A huge furry art creature in a dim world jungle room

One of the areas in Numina at the Meow Wolf Convergence Station in Denver. The VR experience will refer to the real world in strange ways.

Scott Stein/CNET

Virtual and real winking at each other

Disney has explored intersections of the virtual and the real. He created a Star Wars Tales From the Galaxy’s Edge VR game that takes place in the outer spheres of the same planet Batuu as the real Star Wars: Galaxy’s Edge parks. In theory, visiting the virtual game could inspire you to go to the real park, or the game could be a living souvenir.

Future planned explorations of the metaverse could have a similar atmosphere. Meow Wolf’s physical spaces communicate with each other via phones, and a ton of merchandise already expands the stories in some souvenir directions to take home. You can buy Omega Mart merchandise from the alternate store’s gift shop, for example, or stock up on books and items like you can at the Disney stores in Galaxy’s Edge.
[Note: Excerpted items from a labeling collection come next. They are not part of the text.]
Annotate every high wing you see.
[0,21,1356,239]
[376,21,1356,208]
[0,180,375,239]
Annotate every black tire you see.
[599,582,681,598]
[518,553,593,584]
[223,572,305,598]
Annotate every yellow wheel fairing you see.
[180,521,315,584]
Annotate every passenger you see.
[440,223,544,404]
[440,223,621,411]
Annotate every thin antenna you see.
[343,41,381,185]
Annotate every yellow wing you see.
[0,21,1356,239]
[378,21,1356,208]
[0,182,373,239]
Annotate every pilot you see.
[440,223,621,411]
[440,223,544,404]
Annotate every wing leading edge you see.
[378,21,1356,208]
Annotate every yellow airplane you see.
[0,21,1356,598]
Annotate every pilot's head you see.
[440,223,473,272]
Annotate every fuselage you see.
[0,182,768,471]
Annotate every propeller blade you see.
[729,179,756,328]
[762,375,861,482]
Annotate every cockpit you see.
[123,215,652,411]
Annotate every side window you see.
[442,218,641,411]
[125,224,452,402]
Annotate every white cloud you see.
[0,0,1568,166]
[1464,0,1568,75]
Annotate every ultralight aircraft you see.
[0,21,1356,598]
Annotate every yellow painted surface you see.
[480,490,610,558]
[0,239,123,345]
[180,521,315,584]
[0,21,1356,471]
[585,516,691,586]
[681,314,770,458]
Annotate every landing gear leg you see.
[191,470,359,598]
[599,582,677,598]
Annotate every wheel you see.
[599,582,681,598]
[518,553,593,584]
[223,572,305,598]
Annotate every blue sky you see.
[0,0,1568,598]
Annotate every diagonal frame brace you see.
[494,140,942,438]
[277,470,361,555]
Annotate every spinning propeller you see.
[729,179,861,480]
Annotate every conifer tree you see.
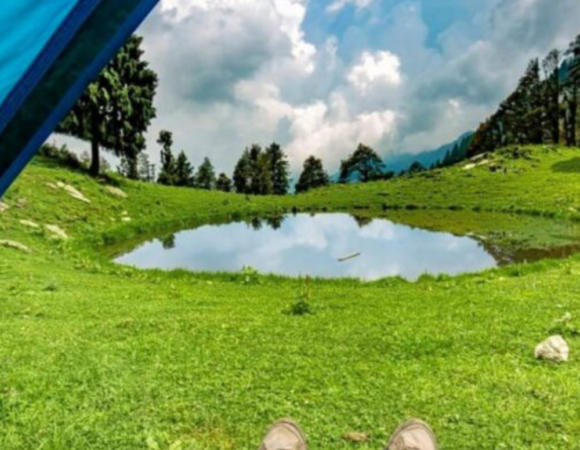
[233,149,252,194]
[216,173,232,192]
[265,142,290,195]
[195,157,216,191]
[296,156,330,194]
[157,130,176,186]
[58,36,158,178]
[175,150,195,187]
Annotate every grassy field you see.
[0,148,580,450]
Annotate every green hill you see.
[0,147,580,450]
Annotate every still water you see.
[116,214,497,280]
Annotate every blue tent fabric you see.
[0,0,158,196]
[0,0,79,103]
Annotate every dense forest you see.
[468,36,580,156]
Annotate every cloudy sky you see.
[124,0,580,172]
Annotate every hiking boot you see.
[260,419,308,450]
[385,419,437,450]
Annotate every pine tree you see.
[137,152,155,183]
[58,36,158,176]
[564,35,580,147]
[265,142,290,195]
[116,156,139,180]
[175,150,195,187]
[340,144,385,183]
[195,157,216,191]
[249,144,274,195]
[542,50,562,144]
[233,149,252,194]
[296,156,330,194]
[216,173,232,192]
[157,130,176,186]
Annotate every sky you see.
[60,0,580,173]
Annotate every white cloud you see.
[347,51,402,94]
[128,0,580,178]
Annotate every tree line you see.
[150,131,330,195]
[468,31,580,155]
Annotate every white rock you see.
[45,225,68,241]
[105,186,129,198]
[535,336,570,362]
[64,184,91,203]
[0,240,30,253]
[20,220,40,228]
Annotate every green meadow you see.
[0,147,580,450]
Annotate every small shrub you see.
[288,277,312,316]
[242,266,260,285]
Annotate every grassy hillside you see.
[0,148,580,450]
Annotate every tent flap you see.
[0,0,158,196]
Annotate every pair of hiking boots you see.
[259,419,437,450]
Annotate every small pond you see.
[116,214,498,280]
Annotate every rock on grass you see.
[20,220,40,229]
[44,225,68,241]
[0,239,31,253]
[105,186,129,198]
[535,336,570,362]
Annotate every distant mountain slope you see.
[385,131,474,173]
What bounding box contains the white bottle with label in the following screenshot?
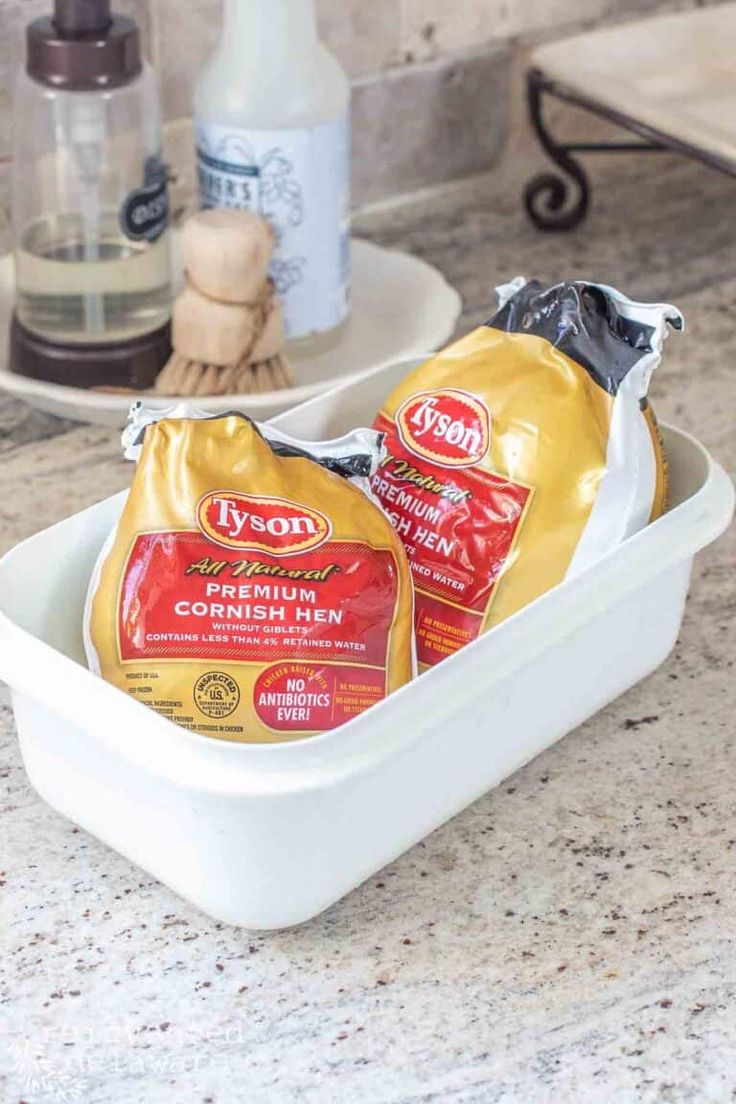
[194,0,350,351]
In a way, Meow Wolf’s virtual spaces may aim to do the same.

“Mini golf is not a collegiate world, so there can’t be live streams on anything, but there can be connections between the two where people can at least see one from the other or use something they found in one to affect the other … that’s going to be kind of our test,” Kennedy said. “This is our first attempt to connect a real-world exhibition with virtual reality.”

Lucas Martell, director of Walkabout Mini Golf, said the Meow Wolf course “will be much more of an experience,” admitting the company is starting to grow with more experimental designs that are starting to become more like hour-long group outings, as opposed to a simple sport.

Although Walkabout is a virtual reality game, the company has also released a phone-based version that will use augmented reality, like this: Courses can be seen from the phone’s screen, and swings happen by moving your phone like a real player . The phone version comes before Meow Wolf’s run, meaning more people could try it out.

“The irony is that a lot of people who play probably haven’t even been to a real Meow Wolf,” Martell said. Considering that Meow Wolf is still an organization that some people haven’t heard of, let alone seen, a little mini golf game like Walkabout could be an opportunity to open awareness to a bunch more people. As someone who’s been lucky enough to see the real Meow Wolf grounds, I’m looking forward to visiting a little virtual piece of it in my own home.

Meow Wolf’s course isn’t available until later this year, but I’m looking forward to playing it with some friends. We could explore these strange spaces together in VR as we talk, just as we would in the real world.